She looks out to the clear skies, can imagine spirals of ash and smog, the screams of souls wrenching free of broken bodies, flames licking up into the horizon. She turns to him again, sees he has risen to his full height. His neck, as thick as a tree's trunk, stretches high in to the sky. He is even larger than his towering brethren. That is something she cannot get used to, being around such a massive being without constant fighting and bloodshed. Without the adrenaline in her veins, the pounding in her head to kill kill kill, she drinks in the enormity of him and feels incredibly small.

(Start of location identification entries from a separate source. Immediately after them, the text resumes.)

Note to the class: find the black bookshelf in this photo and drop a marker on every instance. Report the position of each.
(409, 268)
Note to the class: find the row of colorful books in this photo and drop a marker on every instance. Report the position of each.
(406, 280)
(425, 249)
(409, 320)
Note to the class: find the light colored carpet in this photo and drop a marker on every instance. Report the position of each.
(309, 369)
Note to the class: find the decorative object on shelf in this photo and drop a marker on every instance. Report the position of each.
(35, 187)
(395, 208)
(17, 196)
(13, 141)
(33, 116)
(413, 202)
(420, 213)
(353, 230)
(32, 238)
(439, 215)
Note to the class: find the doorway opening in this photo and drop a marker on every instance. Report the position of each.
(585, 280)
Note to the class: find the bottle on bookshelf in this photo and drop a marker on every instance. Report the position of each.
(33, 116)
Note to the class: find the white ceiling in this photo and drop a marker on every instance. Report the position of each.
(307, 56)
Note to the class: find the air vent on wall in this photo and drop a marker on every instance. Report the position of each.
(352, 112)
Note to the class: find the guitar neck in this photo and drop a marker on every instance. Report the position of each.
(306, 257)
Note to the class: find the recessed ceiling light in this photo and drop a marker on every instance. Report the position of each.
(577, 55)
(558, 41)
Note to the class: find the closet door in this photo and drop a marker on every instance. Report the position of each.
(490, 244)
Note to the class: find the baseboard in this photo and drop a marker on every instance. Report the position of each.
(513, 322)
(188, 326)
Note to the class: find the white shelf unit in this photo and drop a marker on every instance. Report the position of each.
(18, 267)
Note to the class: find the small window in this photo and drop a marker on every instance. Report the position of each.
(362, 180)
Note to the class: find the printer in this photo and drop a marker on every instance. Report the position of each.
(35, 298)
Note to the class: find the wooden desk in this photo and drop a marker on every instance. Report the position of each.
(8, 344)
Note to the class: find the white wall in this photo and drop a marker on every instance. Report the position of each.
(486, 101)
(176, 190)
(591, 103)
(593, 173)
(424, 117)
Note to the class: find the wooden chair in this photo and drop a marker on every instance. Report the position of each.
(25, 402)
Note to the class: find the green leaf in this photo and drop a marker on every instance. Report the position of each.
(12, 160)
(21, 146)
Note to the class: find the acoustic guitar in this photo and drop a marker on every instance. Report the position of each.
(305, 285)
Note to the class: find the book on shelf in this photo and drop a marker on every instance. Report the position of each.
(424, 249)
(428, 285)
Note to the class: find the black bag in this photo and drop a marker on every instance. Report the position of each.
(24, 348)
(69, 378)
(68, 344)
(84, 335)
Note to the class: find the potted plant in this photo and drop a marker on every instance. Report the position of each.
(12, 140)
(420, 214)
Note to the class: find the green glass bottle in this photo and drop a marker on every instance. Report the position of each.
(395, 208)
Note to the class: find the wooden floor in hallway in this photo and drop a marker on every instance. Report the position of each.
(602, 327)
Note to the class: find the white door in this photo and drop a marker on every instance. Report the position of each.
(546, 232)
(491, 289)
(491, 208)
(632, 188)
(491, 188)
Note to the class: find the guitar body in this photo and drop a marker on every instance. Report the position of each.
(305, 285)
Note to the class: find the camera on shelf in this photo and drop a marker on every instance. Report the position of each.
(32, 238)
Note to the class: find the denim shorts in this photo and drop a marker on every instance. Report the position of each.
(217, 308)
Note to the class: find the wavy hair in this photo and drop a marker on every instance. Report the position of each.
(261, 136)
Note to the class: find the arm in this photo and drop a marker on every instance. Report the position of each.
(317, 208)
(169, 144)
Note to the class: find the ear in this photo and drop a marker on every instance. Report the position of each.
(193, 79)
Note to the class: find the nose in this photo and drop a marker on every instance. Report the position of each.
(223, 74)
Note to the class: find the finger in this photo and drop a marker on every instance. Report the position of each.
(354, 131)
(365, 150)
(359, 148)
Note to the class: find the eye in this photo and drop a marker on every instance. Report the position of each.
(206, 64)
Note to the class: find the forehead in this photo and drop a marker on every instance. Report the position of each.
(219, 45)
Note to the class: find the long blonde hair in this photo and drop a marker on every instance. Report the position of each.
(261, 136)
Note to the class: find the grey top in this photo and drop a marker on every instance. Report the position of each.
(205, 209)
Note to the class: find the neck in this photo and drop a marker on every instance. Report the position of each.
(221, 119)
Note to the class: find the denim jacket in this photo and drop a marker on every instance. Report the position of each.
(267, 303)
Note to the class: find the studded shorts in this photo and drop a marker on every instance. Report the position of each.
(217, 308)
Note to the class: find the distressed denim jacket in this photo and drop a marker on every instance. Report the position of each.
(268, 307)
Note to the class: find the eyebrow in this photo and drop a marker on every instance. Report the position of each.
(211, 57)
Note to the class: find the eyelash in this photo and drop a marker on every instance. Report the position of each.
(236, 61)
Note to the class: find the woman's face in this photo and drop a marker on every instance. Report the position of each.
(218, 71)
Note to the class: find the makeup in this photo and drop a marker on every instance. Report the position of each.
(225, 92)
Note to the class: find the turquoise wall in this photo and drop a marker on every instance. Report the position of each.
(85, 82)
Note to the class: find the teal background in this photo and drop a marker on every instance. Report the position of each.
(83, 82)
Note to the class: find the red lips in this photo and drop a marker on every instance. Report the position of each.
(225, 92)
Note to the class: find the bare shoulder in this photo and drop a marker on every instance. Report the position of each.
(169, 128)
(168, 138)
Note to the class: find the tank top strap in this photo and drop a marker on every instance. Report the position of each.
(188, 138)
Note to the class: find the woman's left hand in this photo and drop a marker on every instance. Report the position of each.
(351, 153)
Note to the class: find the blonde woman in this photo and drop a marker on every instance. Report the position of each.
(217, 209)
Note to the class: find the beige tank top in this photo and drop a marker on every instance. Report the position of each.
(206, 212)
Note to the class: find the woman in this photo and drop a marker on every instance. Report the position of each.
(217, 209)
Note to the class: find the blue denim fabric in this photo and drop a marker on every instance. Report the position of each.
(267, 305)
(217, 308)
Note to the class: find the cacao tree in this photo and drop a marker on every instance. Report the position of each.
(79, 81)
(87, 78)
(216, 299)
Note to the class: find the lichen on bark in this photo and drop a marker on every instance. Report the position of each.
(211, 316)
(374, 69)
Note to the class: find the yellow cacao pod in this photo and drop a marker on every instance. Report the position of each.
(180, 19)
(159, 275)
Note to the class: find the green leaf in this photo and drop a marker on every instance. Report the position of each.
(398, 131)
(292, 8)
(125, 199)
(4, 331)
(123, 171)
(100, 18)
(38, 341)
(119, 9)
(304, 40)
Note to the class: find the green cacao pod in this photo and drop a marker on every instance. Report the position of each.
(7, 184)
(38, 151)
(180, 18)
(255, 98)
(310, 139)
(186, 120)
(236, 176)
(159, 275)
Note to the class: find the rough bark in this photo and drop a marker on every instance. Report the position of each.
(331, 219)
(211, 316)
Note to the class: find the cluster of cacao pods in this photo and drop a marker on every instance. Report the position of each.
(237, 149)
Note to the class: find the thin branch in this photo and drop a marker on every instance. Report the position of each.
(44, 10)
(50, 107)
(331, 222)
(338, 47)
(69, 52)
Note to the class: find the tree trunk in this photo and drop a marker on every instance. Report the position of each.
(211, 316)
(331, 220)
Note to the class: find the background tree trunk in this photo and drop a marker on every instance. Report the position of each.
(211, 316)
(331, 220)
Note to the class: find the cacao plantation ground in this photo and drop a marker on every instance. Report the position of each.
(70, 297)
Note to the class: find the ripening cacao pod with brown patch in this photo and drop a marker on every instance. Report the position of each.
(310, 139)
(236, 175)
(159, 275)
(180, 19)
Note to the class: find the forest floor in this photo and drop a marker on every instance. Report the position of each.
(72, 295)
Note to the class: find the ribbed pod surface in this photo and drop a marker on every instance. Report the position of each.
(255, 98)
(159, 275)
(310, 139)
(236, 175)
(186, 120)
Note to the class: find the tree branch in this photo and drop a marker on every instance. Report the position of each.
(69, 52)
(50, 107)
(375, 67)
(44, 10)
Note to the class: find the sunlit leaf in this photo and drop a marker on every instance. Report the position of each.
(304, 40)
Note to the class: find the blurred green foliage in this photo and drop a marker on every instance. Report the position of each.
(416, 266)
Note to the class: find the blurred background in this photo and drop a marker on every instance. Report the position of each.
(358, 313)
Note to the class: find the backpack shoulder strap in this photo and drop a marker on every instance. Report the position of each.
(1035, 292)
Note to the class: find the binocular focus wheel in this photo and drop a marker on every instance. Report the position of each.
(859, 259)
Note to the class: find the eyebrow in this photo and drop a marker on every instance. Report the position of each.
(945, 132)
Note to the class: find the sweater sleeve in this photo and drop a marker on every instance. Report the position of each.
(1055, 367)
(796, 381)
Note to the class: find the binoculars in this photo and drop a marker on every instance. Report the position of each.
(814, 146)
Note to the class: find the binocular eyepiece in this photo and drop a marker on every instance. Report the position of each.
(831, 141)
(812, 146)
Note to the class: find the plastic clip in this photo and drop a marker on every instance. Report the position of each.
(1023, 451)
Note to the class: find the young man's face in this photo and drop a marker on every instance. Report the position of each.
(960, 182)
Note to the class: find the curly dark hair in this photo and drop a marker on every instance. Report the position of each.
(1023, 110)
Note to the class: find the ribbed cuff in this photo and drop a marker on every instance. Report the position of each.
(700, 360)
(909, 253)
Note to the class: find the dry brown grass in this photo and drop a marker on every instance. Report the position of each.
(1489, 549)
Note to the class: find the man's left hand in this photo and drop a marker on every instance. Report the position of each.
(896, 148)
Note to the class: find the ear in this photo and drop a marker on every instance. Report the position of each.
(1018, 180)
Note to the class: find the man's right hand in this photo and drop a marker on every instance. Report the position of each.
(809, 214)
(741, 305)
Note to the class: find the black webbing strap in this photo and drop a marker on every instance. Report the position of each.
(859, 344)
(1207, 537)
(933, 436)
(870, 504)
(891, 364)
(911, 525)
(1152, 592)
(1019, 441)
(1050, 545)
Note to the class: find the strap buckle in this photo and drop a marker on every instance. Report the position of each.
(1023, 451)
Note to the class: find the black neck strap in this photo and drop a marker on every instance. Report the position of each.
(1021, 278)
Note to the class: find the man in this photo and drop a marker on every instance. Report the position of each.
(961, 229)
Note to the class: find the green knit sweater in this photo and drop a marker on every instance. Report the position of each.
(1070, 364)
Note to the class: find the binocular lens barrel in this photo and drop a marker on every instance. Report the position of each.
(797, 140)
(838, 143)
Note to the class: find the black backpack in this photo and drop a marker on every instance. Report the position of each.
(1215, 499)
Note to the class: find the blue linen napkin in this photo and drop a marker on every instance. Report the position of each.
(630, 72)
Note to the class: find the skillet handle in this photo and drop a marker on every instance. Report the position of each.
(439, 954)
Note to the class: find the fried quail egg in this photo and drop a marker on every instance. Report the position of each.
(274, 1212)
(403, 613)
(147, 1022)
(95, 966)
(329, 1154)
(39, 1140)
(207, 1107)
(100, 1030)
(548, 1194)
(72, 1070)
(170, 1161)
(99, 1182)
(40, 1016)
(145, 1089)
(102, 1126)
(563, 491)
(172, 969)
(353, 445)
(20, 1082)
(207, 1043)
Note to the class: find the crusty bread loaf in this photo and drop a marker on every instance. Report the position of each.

She has to crane her own neck practically perpendicular to her spine just to catch his eyes, but catch them she does. It is not the first time her mind remarks on the way those huge orbs mirror the very thing she is imagining, brilliant blue cut by radiant red. A fire in his own eyes that burns all the way down to his black soul. She thinks it may consume her as a heat blooms in her stomach, but she quickly blinks the thought away, fighting not to question where it came from. She won't even consider confronting the warmth pooling within her. "You really wish to start a war, Alduin?"

His monstrous head turns, one eye peering down at her with haughty mirth. The scales along his mouth crinkle as they curl up into what can only be his best smirk, sliced across his face like an open wound, sharp fangs bleeding through. "The war is won, Kulaas. I have claimed the world." He lowers his head smoothly, the muscles in the curvature of his neck tensing and loosening as they balance the new position of his weighty skull. Her own throat tenses, her heartbeat clear in the veins of her throat. She thinks only she can hear it, the racing beats as she fills with rage and… fear. But he can hear it, see it, smell her entire essence around him, practically taste her on his tongue. Oh, how he wants to.

He falters. Taste her blood, of course. He wants to kill her, that is all. She will be a meal, a triumphant, special meal, but still just food for his fury. A spot to remove in his cleansing of the world. That is all. _That is all._

She stomps away, ever so childish. Her arms fling out dramatically, and a simple unfurling of his wings bathes her in darkness. She ignores his one-up-man-ship.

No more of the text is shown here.